So here’s a somewhat technical post, actually it’s pretty technical. But either way the premise is sort of simple to understand, and probably so is the context. I’m working on Swipe Gesture 2.0, which basically tries to take Chrome and Safari on OS X Lion’s awesome back-forward transitions and make them work on other operating systems. See, the thing is that multitouch isn’t strictly a requirement for it to work, a lot of computers just have the little bars on the bottom and right of the track bar (often with a little somewhat abrasive textured surface so you don’t accidentally tread upon it). Regardless, the title is a bit of a misnomer, because even though the event is called the “mousewheel”, it’s hardly meant to be observed from an actual mouse (or a wheel), instead it means the scrolling gesture on some kind of trackpad, either multitouch or not.
Well, first, I guess I’ll talk about the difference between how Lion and Leopard do it. The way Leopard did it was pretty cool but not particularly applicable to other platforms since it relied on the existence of a three-finger gesture. As in, you needed some kind of touchpad which was cool enough to support three-finger multiouch, reliably. It also behaved completely independent of the current zoom or scroll position, which makes implementation in software entirely trivial given access to some drivers which can recognize three fingers on a touchpad.

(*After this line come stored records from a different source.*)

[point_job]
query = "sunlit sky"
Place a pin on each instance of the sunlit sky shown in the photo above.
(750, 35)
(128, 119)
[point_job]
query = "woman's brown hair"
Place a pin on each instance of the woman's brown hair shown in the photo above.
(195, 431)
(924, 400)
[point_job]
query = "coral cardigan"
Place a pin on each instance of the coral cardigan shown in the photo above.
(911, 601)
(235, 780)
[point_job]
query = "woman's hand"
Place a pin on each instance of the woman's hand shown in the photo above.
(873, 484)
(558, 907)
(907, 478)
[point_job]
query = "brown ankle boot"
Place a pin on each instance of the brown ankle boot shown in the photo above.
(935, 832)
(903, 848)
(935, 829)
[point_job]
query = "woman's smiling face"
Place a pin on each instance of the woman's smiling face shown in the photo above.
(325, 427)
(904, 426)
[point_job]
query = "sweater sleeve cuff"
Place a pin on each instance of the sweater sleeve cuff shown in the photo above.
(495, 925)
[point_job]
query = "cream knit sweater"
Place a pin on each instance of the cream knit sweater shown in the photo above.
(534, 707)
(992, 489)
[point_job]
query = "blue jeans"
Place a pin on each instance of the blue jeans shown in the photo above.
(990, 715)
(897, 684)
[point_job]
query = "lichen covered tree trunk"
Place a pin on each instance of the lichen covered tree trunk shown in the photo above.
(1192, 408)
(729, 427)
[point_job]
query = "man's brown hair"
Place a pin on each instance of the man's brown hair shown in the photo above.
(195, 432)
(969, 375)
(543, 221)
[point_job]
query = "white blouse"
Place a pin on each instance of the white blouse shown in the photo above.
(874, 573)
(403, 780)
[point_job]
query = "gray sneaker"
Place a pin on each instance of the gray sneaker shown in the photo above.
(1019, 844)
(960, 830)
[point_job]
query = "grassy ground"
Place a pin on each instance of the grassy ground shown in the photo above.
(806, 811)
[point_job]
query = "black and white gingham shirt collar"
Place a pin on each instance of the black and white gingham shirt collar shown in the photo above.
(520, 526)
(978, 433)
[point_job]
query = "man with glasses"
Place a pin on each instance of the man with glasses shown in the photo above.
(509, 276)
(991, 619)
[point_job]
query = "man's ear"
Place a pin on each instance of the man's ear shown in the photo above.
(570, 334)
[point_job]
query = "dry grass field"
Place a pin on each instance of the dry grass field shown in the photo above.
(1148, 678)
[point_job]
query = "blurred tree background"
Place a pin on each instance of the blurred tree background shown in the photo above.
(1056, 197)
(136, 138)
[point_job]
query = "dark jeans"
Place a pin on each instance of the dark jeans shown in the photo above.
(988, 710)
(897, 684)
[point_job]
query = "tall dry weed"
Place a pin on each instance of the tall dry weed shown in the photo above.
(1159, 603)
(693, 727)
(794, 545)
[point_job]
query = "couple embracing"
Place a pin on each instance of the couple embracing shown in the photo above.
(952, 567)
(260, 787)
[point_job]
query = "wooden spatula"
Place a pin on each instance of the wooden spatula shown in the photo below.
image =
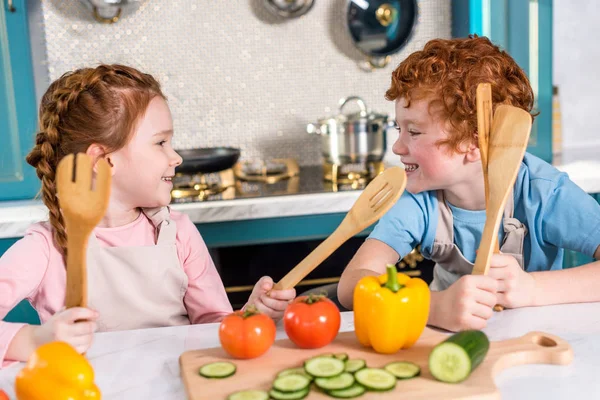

Lion did it a completely different way. Instead of creating an entirely new gesture which was entirely dedicated to the singular task of navigating through history, it conflated the notions of scrolling with navigating, which sort of makes sense. Apple’s quite dedicated to skeuomorphic metaphors, and they want to treat the web more like literal pages. A user can move it around to better keep certain things in view, and the physical movement to slide a sheet out of view is just an extension of that panning gesture.
However, technically this poses a completely different challenge, because this requires you to distinguish between scrolls and navigation requests. Scrolling is always the default behavior, but the navigation swipe gesture happens when scrolling wouldn’t actually result in anything. However, many implementations of scrolling are at least somewhat kinetic, often it’s emphasized in software (in the form of smooth-scrolling) or hardware (scroll wheels that don’t click but instead move basically freely) or because your arm has to obey the laws of kinematics (unless it doesn’t, in which case that’s certainly fascinating). So not only does the software have to determine when a mouse wheel action results manifests as a scroll, it has to see if it was the user’s intent to do the extraneous scrolling.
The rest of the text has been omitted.